Retrovirus-mediated gene transfer of human pyruvate kinase (PK) cDNA into murine hematopoietic cells: implications for gene therapy of human PK deficiency.

With the advent of recent molecular studies, nonspherocytic hemolytic anemia caused by red blood cell pyruvate kinase (PK) deficiency is now considered to be caused by a structural mutation of the PK-LR gene. Because PK deficiency is a monogenic disorder, the introduction of the normal PK gene into a patient's bone marrow stem cells should cure the disorder. To study the feasibility of gene therapy for PK deficiency, we first constructed the PK retrovirus pMNSM-hPK using human liver-type PK (LPK) cDNA and obtained a producer cell line of E86/AmPK. By using the supernatant of this virus-producer cell, we transduced NIH/3T3 cells, mouse leukemic cells (NFS60, FDCP-2), and human leukemic cells (K562, HEL).
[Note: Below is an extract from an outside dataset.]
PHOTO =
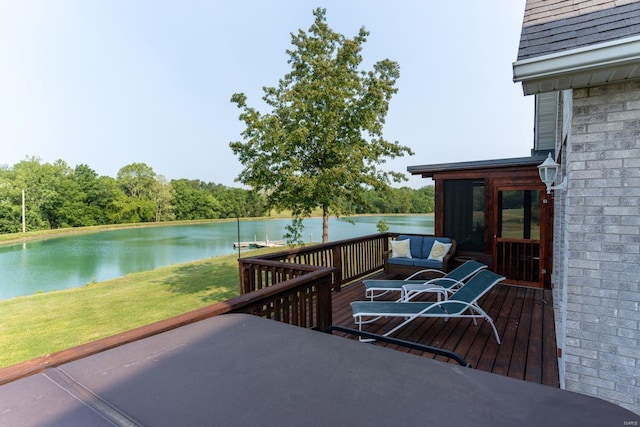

The expression of human LPK enzyme activity was ascertained from the retrovirally transduced NIH/3T3 cells. Northern blot analysis demonstrated the expression of the human LPK mRNA in each transduced cell line. Furthermore, bone marrow stem cells (c-kit+, Lin-, Thy-1lo) sorted by fluorescence-activated cell sorting were also transduced by the producer cells in the presence of interleukin-3 and interleukin-6, and were transplanted into lethally irradiated C57BL/6 mice. Polymerase chain reaction analysis demonstrated the expression of human LPK mRNA in both the peripheral blood and hematopoietic organs on day 30 and on day 135 of bone marrow transplantation.